Gli Istituti penali per minori – ma non solo quelli per minori – potrebbero essere considerati punti di sosta dei cammini che i giovani delle diocesi italiane compiranno ad agosto per giungere infine a Roma. Potrebbero rappresentare uno dei tanti “Santuari della Gioventù”, dove ci si ferma per incontrare l’altro lontano da noi e per ascoltare quello che ha da dire, quello che ha da raccontare. Le riflessioni di giovani detenuti possono essere anch’esse spinta per superare prove e difficoltà.

Ascolto, preghiera e – perché no – accoglienza di un nuovo compagno di strada con cui camminare insieme verso Roma. Anche questo può, anzi deve essere, il Sinodo dei Giovani: un tentativo di camminare davvero insieme verso un obiettivo comune.

Il Sinodo può essere l’inizio di un progetto di collaborazione tra il Servizio di Pastorale Giovanile diocesano e la realtà del l’Istituto Penale per Minori. Sarebbe molto apprezzabile che i diversi direttori della Pastorale Giovanile delle diocesi, in modo particolare quelli dove è presente un carcere minorile, prendessero contatto con noi cappellani per costruire insieme cammini di rinascita, di riconciliazione e inserimento.

Il che implica sinergia tra il cappellano e direttore del Servizio, uno studio di attività e laboratori di fede da poter portare avanti insieme. Non abbiate paura di investire energie e tempo collaborando con noi che spendiamo con gioia il nostro in ascolto dei molti bisogni dei giovani ospiti nelle strutture di pena. Noi abbiamo urgenza che il grido di aiuto arrivi a tutti voi. Non lasciateci soli nell’aiutare questi nostri ragazzi.

Un seme che nasce in questa occasione può diventare il segno di un cammino comune che va avanti in tempi ordinari. Il Sinodo è certamente un luogo per ascoltare le preoccupazioni del mondo giovanile e provare a infondere fiducia e speranza nel futuro. I giovani che escono dal carcere hanno bisogno di aiuto concreto, sono essi stessi ‘opere segno’ di cui tanto si parla nella Chiesa. Hanno bisogno di casa, lavoro ma soprattutto di accoglienza nelle nostre comunità. Come cappellani, comprendiamo le difficoltà nel realizzare tutto questo, ma crediamo anche che tutti noi insieme dobbiamo avere il coraggio di osare per realizzare concretamente il Vangelo, attraverso opere che promuovono il rispetto e la dignità di coloro che si sentono emarginati dalla società.

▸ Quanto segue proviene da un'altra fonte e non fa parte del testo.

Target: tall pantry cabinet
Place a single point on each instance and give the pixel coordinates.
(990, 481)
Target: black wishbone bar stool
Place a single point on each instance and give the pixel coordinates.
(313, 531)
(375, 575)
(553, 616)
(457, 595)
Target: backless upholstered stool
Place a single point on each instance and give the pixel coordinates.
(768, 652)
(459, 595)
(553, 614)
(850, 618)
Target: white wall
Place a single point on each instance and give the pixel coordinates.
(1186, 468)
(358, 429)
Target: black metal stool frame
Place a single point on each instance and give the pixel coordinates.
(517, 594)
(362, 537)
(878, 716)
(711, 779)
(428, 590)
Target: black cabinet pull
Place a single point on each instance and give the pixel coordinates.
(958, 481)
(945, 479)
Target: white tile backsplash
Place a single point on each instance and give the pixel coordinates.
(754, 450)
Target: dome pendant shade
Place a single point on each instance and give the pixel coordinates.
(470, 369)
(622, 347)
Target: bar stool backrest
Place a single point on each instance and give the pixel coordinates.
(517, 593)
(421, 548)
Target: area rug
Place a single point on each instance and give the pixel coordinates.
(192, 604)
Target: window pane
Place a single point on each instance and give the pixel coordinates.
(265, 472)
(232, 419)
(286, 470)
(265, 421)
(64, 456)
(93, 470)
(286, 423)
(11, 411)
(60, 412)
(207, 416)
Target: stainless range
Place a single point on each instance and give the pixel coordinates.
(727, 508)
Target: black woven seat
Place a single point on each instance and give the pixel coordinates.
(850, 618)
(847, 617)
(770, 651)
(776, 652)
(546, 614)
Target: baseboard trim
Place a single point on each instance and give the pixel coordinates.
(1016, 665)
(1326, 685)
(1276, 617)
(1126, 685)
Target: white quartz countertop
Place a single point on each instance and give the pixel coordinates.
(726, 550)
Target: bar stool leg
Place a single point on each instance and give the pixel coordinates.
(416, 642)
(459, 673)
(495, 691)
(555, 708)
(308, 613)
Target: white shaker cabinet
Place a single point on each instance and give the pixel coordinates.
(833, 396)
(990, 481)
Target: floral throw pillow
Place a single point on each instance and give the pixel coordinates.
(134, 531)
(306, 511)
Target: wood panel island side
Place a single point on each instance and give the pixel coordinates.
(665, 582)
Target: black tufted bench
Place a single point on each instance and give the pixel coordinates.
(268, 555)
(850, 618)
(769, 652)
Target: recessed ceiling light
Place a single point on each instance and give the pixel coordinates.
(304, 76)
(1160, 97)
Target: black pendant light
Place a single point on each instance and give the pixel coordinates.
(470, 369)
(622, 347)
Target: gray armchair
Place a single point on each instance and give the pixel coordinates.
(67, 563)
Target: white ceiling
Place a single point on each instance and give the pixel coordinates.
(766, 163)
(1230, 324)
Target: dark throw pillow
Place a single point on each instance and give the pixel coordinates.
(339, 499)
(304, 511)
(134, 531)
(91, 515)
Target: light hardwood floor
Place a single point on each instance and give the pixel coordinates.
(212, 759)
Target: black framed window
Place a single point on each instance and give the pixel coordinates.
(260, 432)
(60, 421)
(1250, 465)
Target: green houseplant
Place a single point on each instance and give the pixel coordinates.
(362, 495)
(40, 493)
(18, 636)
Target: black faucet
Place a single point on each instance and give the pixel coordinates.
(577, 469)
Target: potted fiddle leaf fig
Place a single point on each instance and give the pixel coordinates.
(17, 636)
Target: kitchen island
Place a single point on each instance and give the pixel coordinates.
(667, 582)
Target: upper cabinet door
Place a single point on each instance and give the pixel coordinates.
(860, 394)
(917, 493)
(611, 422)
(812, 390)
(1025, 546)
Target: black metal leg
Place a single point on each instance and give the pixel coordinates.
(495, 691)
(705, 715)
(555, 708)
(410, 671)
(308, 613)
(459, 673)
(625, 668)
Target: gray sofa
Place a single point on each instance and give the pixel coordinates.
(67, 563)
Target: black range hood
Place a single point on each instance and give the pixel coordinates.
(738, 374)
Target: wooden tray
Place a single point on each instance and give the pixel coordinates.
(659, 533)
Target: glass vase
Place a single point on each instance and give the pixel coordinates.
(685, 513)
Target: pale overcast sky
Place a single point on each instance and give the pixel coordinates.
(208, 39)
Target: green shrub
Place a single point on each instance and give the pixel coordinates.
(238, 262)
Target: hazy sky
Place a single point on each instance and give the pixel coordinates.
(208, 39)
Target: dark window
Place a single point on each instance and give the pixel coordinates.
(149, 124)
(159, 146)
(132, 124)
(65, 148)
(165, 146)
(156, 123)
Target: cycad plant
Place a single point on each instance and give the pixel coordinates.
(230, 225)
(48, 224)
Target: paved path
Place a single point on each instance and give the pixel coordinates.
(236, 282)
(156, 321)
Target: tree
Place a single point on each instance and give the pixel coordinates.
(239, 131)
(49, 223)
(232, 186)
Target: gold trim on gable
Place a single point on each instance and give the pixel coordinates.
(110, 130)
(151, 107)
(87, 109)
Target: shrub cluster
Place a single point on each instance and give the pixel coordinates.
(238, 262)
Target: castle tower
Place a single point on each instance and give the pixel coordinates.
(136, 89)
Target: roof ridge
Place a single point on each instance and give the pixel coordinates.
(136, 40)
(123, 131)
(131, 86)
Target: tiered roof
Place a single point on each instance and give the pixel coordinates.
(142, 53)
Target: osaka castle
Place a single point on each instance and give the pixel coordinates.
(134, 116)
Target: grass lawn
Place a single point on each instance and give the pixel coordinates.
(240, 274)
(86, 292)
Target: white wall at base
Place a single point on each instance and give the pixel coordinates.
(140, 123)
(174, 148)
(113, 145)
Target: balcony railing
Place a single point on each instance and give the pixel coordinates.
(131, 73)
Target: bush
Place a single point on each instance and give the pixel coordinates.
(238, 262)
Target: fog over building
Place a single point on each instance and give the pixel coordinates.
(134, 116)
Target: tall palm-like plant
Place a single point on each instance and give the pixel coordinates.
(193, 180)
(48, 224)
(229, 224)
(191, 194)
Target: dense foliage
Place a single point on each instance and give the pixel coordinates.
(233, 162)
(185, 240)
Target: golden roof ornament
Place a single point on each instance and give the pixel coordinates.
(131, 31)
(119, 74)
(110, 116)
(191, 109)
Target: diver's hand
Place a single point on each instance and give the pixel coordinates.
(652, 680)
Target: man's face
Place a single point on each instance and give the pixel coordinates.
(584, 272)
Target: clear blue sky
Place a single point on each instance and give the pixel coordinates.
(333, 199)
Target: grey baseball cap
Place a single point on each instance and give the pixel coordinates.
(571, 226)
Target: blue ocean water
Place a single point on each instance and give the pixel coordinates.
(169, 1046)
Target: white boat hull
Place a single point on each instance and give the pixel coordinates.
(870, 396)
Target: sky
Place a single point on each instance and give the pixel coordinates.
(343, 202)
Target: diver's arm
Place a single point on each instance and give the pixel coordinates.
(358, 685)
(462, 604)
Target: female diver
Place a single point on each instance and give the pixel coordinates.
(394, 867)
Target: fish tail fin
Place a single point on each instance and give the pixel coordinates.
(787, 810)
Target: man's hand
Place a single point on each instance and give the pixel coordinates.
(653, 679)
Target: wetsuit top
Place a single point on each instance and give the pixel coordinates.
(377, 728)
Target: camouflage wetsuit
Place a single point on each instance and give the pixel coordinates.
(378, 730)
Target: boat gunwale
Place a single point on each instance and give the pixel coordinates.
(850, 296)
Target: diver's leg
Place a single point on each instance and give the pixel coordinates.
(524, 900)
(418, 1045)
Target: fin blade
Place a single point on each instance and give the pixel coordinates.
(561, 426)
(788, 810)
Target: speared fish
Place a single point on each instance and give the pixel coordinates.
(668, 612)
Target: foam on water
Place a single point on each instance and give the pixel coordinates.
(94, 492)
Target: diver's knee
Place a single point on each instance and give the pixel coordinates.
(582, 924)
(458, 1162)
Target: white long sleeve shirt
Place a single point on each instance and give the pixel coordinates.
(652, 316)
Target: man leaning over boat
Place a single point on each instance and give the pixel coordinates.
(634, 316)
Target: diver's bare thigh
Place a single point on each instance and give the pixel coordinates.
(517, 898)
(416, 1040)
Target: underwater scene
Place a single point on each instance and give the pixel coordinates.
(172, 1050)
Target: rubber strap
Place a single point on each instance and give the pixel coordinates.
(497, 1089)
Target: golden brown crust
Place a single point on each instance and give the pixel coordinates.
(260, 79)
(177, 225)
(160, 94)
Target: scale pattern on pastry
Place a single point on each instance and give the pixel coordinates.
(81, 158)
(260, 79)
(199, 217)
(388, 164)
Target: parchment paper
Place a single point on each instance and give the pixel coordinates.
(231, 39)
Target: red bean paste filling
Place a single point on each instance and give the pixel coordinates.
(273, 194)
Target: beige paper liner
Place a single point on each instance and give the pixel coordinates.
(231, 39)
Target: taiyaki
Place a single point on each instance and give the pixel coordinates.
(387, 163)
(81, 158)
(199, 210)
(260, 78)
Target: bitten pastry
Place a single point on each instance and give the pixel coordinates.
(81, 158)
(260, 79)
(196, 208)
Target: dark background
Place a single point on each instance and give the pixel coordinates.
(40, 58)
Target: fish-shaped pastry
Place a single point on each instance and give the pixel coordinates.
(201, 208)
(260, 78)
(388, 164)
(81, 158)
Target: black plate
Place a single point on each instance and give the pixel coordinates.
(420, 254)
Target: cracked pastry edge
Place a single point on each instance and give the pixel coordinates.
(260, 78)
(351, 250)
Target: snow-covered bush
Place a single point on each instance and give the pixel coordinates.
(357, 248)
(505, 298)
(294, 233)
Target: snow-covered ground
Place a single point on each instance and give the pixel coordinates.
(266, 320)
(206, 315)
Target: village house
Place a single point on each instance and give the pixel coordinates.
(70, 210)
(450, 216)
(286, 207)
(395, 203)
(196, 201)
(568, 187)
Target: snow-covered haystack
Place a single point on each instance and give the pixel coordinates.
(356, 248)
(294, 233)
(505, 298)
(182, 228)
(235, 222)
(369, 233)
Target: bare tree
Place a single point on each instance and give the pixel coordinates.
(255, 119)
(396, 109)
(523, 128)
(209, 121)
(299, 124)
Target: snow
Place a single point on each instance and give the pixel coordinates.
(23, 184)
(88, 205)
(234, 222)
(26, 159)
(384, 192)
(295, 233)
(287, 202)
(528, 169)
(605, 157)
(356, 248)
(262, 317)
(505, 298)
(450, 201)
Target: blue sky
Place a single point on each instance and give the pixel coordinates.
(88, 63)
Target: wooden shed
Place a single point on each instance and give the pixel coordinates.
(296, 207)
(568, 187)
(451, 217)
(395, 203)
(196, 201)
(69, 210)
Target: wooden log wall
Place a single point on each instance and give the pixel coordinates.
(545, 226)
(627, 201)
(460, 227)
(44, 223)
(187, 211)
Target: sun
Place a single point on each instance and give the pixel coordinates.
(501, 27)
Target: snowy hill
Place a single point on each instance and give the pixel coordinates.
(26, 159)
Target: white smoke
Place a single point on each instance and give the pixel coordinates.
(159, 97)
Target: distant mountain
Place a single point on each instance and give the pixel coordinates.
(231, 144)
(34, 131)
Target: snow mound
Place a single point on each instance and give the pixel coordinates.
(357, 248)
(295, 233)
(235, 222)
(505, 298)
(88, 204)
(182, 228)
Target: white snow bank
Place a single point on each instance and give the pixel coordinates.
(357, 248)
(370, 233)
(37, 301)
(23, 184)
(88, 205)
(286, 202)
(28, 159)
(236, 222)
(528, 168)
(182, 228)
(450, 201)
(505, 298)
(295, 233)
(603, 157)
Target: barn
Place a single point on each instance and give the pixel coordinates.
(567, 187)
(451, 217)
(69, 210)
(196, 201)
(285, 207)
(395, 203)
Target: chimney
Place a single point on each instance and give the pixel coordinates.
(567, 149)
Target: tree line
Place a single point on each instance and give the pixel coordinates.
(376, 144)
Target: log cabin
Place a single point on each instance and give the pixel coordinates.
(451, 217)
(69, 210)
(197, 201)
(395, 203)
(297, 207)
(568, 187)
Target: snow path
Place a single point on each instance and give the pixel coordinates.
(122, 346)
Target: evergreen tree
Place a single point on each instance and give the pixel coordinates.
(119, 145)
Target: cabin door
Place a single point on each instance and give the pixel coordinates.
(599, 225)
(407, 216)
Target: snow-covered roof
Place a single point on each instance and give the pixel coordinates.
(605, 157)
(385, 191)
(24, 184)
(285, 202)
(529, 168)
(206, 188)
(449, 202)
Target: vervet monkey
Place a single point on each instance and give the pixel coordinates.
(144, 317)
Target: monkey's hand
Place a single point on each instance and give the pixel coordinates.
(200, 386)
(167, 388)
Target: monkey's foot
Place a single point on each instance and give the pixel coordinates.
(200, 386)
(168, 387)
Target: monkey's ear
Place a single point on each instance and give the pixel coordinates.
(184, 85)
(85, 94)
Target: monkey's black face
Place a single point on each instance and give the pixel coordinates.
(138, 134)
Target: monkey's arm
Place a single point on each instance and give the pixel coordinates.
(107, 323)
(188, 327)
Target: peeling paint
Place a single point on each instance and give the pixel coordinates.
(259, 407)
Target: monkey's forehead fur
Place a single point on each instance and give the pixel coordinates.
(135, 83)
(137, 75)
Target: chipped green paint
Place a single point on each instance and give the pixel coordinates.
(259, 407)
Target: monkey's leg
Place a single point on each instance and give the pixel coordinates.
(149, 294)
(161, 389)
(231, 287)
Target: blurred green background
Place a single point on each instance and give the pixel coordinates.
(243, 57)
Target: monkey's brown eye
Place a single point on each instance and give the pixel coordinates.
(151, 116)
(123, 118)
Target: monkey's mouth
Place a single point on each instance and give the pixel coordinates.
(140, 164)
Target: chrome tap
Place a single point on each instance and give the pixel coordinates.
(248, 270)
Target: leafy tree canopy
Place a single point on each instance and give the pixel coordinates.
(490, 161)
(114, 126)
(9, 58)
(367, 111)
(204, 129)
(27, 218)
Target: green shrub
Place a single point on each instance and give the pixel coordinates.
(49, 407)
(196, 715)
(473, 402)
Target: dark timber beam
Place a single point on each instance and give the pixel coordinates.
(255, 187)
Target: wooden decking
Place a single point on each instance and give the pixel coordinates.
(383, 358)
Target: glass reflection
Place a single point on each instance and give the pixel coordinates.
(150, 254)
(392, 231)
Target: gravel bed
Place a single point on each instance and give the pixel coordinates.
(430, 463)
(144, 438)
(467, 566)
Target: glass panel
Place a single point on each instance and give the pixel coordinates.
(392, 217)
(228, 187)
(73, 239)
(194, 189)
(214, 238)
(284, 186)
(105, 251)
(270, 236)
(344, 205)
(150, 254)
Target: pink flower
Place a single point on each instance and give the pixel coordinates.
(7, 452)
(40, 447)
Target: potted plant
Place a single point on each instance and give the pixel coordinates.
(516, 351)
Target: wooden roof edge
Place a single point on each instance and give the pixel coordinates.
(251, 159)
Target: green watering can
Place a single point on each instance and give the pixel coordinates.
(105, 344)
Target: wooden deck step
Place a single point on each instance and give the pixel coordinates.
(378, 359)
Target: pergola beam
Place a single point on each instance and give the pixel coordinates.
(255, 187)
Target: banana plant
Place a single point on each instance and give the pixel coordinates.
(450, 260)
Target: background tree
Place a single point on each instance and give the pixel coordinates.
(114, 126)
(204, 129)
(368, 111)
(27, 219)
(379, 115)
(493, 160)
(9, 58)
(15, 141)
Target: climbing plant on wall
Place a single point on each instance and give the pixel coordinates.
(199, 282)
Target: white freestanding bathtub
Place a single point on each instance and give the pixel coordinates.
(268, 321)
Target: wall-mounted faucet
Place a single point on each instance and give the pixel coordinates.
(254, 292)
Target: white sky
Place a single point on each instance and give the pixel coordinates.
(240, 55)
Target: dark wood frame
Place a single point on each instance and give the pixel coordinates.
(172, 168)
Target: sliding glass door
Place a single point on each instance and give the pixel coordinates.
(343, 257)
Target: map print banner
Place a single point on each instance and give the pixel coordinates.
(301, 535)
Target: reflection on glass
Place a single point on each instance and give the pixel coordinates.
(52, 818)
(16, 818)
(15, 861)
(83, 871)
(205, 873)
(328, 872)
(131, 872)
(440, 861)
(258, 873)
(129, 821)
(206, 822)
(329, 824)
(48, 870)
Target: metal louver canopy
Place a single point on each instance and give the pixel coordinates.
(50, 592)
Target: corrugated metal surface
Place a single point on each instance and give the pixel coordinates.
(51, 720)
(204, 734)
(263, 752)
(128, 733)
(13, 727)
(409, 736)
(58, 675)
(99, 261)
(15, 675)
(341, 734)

L’immagine scelta per il Sinodo Giovani è quella del discepolo amato. Quel discepolo può essere ognuno di noi, i nostri ragazzi e ancor più i giovani detenuti. Per sentirsi amati da Gesù, a volte bisogna sentirsi amati e ascoltati anche dal prossimo e dai coetanei più lontani e, nel caso dei detenuti, anche da chi sceglie di varcare quella soglia per entrare in contatto con loro e ascoltarti.